鄙人便是白日裡的那個小吏,在城北營地一睹使君風采,當真是驚為天人,故有投效之心,加之宋瑞兄漏夜前來拜訪,感動之餘,自當為使君效力,望使君不吝此半老之軀!”

尚未說完,這個已經四十歲但是腰桿依舊挺得筆直的華夏脊樑就這樣直挺挺的單膝跪了下來。

葉應武嚇了一跳,急忙衝上前將謝枋得扶了起來,丫的自己演戲這傢伙還對著演上勁來了,不過看他眼裡的那股子倔強真誠的神采,估計是真的,一點兒都不像是在演戲······有如此人傑歸心,和文天祥為我左臂右膀,以後終於不用愁後方的安穩了。

看著謝枋得激動的不斷顫抖的雙手和身軀,葉應武默然片刻,方才鄭重的握住那一雙飽含風霜刻痕卻依舊剛強有力的手,輕聲說道:“放心,如果天要塌下來,某會在身邊為你留一個位置的。”

謝枋得頓時流露出些許不解,葉應武側過頭看了一眼靜靜地站在那裡的文天祥,文天祥無奈的衝著他笑了笑,已然明白是什麼意思。葉應武微微點頭,方才從容不迫的說道:“到時候,一起頂著。”

七個字,風輕雲淡,但是其後卻象徵著無限的荊棘。

渾身的熱血彷彿要噴湧出胸腔,四十歲的男人了,按說是不惑的年紀了,卻忍不住熱淚盈眶。這麼多年南宋偏居東南,飽受欺壓,太需要一個人來將這一切都挽回。

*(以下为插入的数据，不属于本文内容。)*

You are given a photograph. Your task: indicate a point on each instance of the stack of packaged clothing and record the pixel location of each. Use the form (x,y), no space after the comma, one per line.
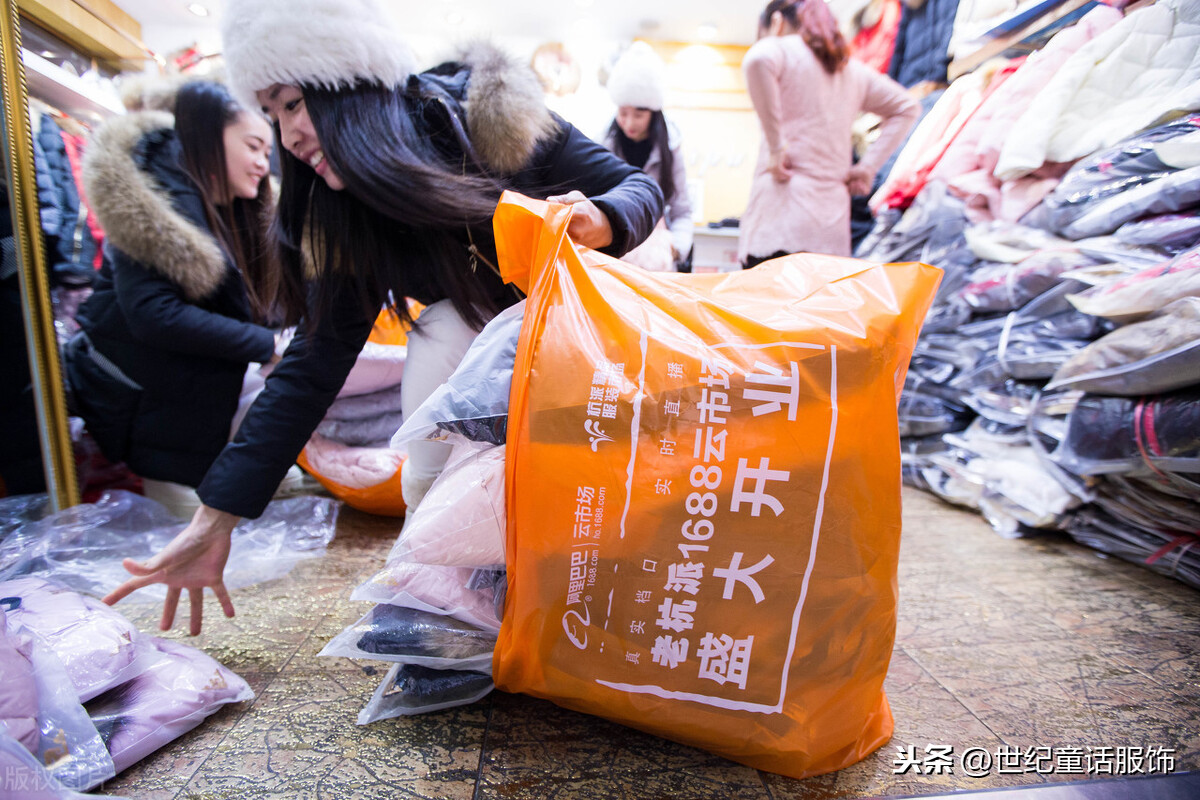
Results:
(87,693)
(438,600)
(1057,378)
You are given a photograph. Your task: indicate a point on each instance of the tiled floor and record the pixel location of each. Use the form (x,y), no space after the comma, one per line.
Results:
(1001,643)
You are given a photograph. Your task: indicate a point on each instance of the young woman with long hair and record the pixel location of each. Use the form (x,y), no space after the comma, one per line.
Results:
(807,92)
(169,330)
(641,136)
(389,182)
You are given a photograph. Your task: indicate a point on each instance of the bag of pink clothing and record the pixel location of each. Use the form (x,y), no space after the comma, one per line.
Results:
(94,642)
(461,519)
(445,588)
(18,690)
(179,689)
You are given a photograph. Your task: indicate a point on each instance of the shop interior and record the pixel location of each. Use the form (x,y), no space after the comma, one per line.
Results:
(1047,617)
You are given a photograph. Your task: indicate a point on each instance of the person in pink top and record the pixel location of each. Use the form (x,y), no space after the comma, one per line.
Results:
(807,92)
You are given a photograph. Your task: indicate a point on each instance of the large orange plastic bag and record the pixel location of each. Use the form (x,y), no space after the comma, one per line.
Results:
(703,494)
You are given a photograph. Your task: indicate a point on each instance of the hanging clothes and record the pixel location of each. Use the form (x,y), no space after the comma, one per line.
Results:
(923,42)
(877,24)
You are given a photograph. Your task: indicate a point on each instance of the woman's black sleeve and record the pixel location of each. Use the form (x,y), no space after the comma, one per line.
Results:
(298,392)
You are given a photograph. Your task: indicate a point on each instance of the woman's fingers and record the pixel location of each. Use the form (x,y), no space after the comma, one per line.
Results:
(129,587)
(570,198)
(197,601)
(168,608)
(223,599)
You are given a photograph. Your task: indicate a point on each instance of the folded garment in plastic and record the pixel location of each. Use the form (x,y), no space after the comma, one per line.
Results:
(95,643)
(474,401)
(419,636)
(21,768)
(411,689)
(1134,435)
(179,689)
(82,547)
(1155,355)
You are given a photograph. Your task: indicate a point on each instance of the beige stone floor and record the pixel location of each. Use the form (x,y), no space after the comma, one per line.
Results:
(1030,643)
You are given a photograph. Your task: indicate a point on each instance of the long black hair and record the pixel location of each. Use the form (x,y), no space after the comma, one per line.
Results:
(203,110)
(400,227)
(660,138)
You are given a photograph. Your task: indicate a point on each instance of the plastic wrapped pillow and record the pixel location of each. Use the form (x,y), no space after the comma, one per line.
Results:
(25,779)
(179,689)
(1174,232)
(82,547)
(1145,292)
(411,689)
(461,519)
(1133,435)
(94,642)
(477,395)
(69,744)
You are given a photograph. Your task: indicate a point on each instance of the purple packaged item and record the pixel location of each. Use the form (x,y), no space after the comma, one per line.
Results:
(178,689)
(18,690)
(94,642)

謝枋得心中沒來由的相信,身前的這個少年,便是不二的人選。

葉應武的眼裡也忍不住有些溼潤,不知何時自己就已經假戲真做了。小時候窮極無聊的時候翻閱注音版的《上下五千年》,曾經認為這些人太愚忠,不知道在世事中變通,而現在身臨其境了,方才發覺,自己和他們同樣的愚忠,因為你、我、他,站在這裡,忠誠的物件不再是那個軟弱的、飽受欺凌的南宋朝廷,而是整個華夏民族。

為的,是民族衣冠的延續。

恐怕這也是為什麼,面對南宋小皇帝的親自勸降,文天祥依然冷冷的拒絕了,如果維護這衣冠需要抗旨,那麼他便抗旨。

而此時的文天祥就站在一旁,靜靜地看著兩個人死死的握住對方的手掌,彷彿那兩隻手有著無窮的力量和無窮的希望,這位未來寫下了《指南錄》並且名揚千古的民族英雄,只是悄無聲息的站在那裡,卻笑了,笑的是那麼的燦爛而開懷。

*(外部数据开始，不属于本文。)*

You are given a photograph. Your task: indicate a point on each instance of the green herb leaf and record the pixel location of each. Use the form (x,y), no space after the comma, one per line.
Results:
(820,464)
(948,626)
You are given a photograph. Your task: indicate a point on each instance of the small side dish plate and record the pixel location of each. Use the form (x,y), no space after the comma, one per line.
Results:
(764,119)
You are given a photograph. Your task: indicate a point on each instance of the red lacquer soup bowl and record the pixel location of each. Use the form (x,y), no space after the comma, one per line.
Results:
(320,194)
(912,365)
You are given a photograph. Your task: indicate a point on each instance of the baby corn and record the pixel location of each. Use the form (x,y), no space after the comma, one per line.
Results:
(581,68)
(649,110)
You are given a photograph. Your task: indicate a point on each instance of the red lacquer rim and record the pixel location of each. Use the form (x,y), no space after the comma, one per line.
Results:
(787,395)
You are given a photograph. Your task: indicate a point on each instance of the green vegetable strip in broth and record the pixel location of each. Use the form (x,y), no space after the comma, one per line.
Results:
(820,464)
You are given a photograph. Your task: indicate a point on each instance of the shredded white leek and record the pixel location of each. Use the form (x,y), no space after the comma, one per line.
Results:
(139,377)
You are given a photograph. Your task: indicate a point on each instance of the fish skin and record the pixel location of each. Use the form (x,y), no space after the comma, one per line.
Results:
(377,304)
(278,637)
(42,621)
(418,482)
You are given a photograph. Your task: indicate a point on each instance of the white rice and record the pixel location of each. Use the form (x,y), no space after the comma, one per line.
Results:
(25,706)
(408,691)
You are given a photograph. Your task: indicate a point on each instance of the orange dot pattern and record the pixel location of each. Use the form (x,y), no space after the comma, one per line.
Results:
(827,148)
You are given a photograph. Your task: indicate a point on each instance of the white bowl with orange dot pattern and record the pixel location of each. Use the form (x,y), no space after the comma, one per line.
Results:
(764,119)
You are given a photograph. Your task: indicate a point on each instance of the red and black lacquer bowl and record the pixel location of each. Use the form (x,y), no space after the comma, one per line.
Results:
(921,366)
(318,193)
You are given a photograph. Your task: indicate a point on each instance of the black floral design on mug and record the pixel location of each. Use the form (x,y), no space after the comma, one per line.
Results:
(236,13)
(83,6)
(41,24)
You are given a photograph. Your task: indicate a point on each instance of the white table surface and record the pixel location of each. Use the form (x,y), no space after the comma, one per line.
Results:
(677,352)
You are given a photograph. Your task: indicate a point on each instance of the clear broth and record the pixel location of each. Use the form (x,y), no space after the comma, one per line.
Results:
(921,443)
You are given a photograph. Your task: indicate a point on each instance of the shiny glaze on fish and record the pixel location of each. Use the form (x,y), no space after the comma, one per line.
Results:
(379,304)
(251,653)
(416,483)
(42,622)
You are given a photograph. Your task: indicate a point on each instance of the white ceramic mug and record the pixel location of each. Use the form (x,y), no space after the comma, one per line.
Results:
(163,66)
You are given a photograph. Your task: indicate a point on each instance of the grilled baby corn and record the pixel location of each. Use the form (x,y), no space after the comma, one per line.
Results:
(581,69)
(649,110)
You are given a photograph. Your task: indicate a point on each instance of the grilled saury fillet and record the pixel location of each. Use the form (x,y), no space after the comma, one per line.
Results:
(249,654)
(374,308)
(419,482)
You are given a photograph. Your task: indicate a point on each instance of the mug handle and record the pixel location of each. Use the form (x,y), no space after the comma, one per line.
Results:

彷彿他透過層層的黑暗,透過層層的灰塵,看到了在那北方烏雲壓境之下的一縷光芒,一縷希望。

第三十章 天武赤旗揚九穹

天空是陰沉沉的,雖然看不見鋪天蓋地而來的烏雲,但是卻能感受到江南的梅雨季節即將提前來臨的氣息。曠野中的莎草在沉悶的風中搖曳,遠方江上那黑黢黢盤踞在那裡的水寨,燈火闌珊,彷彿只有那些看起來十分駭人的龐大戰船,卻沒有人去操控。

葉應武站在那座高臺之上,不知道這是天然形成的土丘,還是已經被人遺忘了的帝王墳陵的封土,而或是古代那位名將的點將臺。文天祥和謝枋得猶如兩座瘦弱卻難以撼動的山嶽,一左一右站在葉應武的身側,任由勁風吹動他們的衣袖。

三道修長而孤傲的身影后面,則是一張供桌,供桌上供奉的是幾個時辰之前才快馬加鞭送來的聖旨。至於這道聖旨到底是出於臨安的皇帝和賈似道之手,還是出於江南西路那幾個不安分的老頭子之手,這三個主宰了整個興**的人對此毫不感興趣。

只要聖旨中的那些話對自己有利,就夠了,所以葉應武自然而然的認為那雪中送炭的聖旨真的不能再真;而文天祥自然不能懷疑自己最敬愛的師尊幹出來這種大逆不道的事情,也是毫不猶豫的信了;至於謝枋得,這小子未來抗旨抗的還算少麼,簡直可以說是抗旨專家,就算他反對葉應武也會毫不在意,不過好在這小子很是識大體,跪迎之後點頭點的比文天祥還快。

數千來自贛鄱各處的精壯整齊地站在高臺之下,好不容易收集起來的百餘匹戰馬則被圈養在高臺的一側。已經搭好了的營帳在這開闢出來的空地上蔓延直向遠方,如果從空中俯瞰,整個營地彷彿是一扇巨大的羽翼,替整個永興縣城擋住北方的朔風。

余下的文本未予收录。